I am not sure if what I did was finding the conjugate function of u thoug.
\[
u_x = 2(1 - y) = v_y
\]
so
\[
v = 2y - y^2 + g(x) \Rightarrow v_x = g'(x)
\]
and
\[
u_y = -2x = -g'(x)\Rightarrow g(x) = x^2
\]
Therefore, \(v = 2y - y^2 + x^2\) which makes f analytic. Is that v the conjugate function of u?

 

[Euge]

\(u = 2x(1 - y)\) I want to find v such that \(f = u +iv\) is analytic. The hint is find the conjugate function of u.

I am not sure if what I did was finding the conjugate function of u thoug.
\[
u_x = 2(1 - y) = v_y
\]
so
\[
v = 2y - y^2 + g(x) \Rightarrow v_x = g'(x)
\]
and
\[
u_y = -2x = -g'(x)\Rightarrow g(x) = x^2
\]
Therefore, \(v = 2y - y^2 + x^2\) which makes f analytic. Is that v the conjugate function of u?

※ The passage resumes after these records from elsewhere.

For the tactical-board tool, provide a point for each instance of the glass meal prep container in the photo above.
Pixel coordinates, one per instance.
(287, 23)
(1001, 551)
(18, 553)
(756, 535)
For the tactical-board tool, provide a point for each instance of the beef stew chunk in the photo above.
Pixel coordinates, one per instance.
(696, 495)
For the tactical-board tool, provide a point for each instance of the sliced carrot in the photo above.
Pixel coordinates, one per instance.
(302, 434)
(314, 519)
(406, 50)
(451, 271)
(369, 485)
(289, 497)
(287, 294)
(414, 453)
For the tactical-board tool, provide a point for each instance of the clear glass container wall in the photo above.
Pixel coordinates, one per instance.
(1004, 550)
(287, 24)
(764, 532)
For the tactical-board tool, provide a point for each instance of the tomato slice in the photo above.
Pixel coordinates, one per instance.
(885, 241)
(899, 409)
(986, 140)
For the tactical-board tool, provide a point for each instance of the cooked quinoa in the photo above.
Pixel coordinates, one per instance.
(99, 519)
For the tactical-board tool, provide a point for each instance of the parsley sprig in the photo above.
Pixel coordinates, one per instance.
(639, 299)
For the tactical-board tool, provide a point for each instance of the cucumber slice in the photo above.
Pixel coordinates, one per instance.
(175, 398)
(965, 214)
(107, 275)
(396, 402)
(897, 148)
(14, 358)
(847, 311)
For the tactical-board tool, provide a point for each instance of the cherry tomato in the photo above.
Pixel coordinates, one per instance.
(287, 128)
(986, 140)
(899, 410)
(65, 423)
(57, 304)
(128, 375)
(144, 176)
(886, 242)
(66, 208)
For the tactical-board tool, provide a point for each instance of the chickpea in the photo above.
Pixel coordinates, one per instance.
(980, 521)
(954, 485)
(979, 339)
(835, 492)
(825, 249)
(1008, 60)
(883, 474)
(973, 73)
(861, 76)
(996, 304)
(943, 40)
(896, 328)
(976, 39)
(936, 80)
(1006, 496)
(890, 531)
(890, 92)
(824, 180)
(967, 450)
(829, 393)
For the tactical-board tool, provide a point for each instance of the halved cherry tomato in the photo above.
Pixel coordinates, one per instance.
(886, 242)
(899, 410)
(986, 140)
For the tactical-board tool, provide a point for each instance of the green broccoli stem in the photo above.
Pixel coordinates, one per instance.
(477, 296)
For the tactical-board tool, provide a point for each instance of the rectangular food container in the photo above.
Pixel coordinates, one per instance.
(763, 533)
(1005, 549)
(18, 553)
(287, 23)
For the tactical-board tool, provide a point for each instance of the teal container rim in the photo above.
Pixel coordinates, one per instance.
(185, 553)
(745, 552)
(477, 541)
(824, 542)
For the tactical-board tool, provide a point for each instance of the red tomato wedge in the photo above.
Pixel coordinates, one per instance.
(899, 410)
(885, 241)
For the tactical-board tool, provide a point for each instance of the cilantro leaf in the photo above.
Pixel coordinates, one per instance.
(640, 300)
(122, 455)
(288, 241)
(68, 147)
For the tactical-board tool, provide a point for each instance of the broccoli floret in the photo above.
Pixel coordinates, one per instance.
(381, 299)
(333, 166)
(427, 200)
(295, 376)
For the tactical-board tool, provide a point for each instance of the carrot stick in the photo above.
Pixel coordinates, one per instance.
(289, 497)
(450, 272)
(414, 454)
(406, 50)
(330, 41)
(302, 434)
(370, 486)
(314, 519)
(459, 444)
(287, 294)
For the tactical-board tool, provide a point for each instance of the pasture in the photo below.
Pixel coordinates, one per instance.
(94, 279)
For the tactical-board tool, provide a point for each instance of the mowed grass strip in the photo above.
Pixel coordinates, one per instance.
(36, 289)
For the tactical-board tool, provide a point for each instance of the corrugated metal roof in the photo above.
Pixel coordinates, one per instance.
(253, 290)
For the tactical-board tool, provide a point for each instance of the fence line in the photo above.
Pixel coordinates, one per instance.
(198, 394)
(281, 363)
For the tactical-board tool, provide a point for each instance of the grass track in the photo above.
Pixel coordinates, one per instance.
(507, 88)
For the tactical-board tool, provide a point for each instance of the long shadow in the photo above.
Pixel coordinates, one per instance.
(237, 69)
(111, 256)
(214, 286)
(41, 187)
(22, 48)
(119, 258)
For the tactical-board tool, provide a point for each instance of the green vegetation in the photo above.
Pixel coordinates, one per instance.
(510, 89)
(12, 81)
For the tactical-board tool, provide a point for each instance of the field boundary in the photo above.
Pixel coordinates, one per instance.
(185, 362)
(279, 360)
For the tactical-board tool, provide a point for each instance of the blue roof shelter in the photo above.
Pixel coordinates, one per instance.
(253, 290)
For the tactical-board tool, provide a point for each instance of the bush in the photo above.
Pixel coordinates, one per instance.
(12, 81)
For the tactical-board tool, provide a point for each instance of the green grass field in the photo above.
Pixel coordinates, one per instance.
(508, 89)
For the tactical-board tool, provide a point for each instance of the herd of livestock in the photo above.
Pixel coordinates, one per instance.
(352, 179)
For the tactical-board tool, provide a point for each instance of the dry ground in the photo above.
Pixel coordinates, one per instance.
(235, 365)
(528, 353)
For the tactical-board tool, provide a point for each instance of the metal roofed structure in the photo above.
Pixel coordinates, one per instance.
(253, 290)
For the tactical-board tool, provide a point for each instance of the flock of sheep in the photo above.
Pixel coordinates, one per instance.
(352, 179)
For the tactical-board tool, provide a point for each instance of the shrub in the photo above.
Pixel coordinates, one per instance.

What you have is right, but I have one minor comment to make. At the last step, you have $u_y = -2x = -g'(x)\Rightarrow g(x) = x^2$. When you solve for $g$, you should have $g(x) = x^2 + C$, where $C$ is an arbitrary constant. But then you can choose $C = 0$, giving the particular conjugate function $v = 2y - y^2 + x^2$.

 

[Opalg]

I have another minor comment to make. In a problem like this, a good way to check whether your answer is correct is to see whether $u+iv$ can be expressed as a (differentiable) function of $z=x+iy$.

In this case, you started with $u = 2x(1-y)$ and you found that $v = 2y - y^2 + x^2$. Then $$\begin{aligned} u+iv &= (2x - 2xy) + i(2y - y^2 + x^2) \\ &= 2(x+iy) + i(x^2 - y^2 + 2ixy) \\ &= 2z + iz^2.\end{aligned}$$ So $u$ and $v$ are the real and imaginary parts of the analytic function $2z+iz^2$.

As Euge has pointed out, you should really add a constant of integration to the expression for $v$, and the analytic function of $z$ will then be $2z+i(z^2 + C),$ where $C$ is a real constant.